Notes: This super freaking angsty, like probably the most angst and intense fight I've ever done.


Summary: Carly and Freddie fight after Carly reveals something that destroys his life and his heart. Extreme angst.


They stood in the well adorned lounge room of a spacious 3 bedroom house in suburban Seattle. They were a little young to be living the American Dream, but live it they were doing. On the outside at least. To their neighbours, each in their own little slice of the dream, they were Carly Shay, and Freddie Benson. College students, well respected, smart, grounded. A good head on their shoulders. The men all clapped when Freddie proposed to Carly during one of their little parties. The women sighed as they remembered the moment their men had proposed to them.

Everyone had welcomed them into the little community of North-East 31st Place, Bellvue, Washington.

It was only a 20 to 30 minute trip to the University, and less than 10 minutes to Microsoft, for whom Freddie had been working as an intern for a couple years now. That was in addition to his website design job during the school-year, which brought in more than enough to cover the mortgage payments, and keep Carly entertained with anything her heart desired.

Carly kept her own little apartment just opposite to their shared University (U-Dub, University of Washington) paid via her part time job as a waitress in one of the many eateries in the University district. But they both shared it, occasionally staying there overnight when they had major work to do, or had to stay late, or any of the other reasons a young couple might want to immediately head to bed rather than drive to their home in the suburbs.

Their neighbors figured they'd last the distance. Young, but pure, high school sweethearts. That's the kind of love the world loved to revel in. Yet a year into their residence, the cracks started to appear. It wasn't long before everyone knew what was happening.

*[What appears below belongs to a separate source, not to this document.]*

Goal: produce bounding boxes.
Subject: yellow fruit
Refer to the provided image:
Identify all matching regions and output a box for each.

All except Freddie. Like most times, the one who cared the most was last to learn.

"You're sorry? That's all you've got to say?" Freddie boomed. His eyes were narrowed, furious, sizing up the woman in front of him. Carly Shay.

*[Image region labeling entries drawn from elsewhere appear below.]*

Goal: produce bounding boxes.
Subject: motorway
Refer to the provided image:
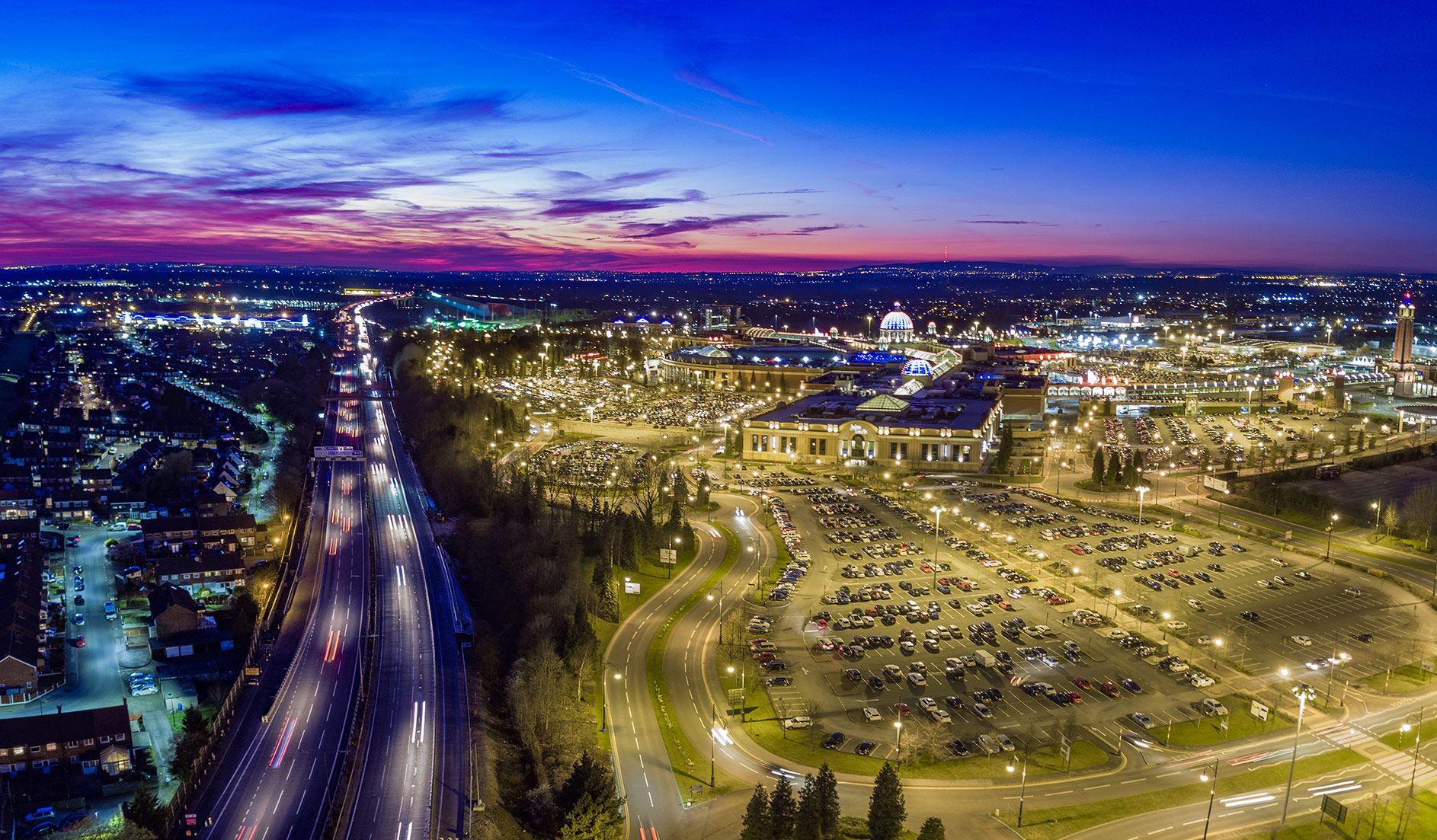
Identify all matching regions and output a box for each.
[197,326,368,840]
[345,307,469,840]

Yet two thin films of water streamed down those same eyes. They betrayed the conflict in his emotions.

"I-" Carly stammered, unable to get any other words. She knew in her heart that she was sorry.. deeply, intensely sorry. However it wasn't enough.

"Sorry again? You're sorry? Well lar dee fucking dah. Carly Shay is sorry. That makes me feel soo much better." Freddie hissed, he shut his eyes for a moment, trying to jam the anger and bile down his throat.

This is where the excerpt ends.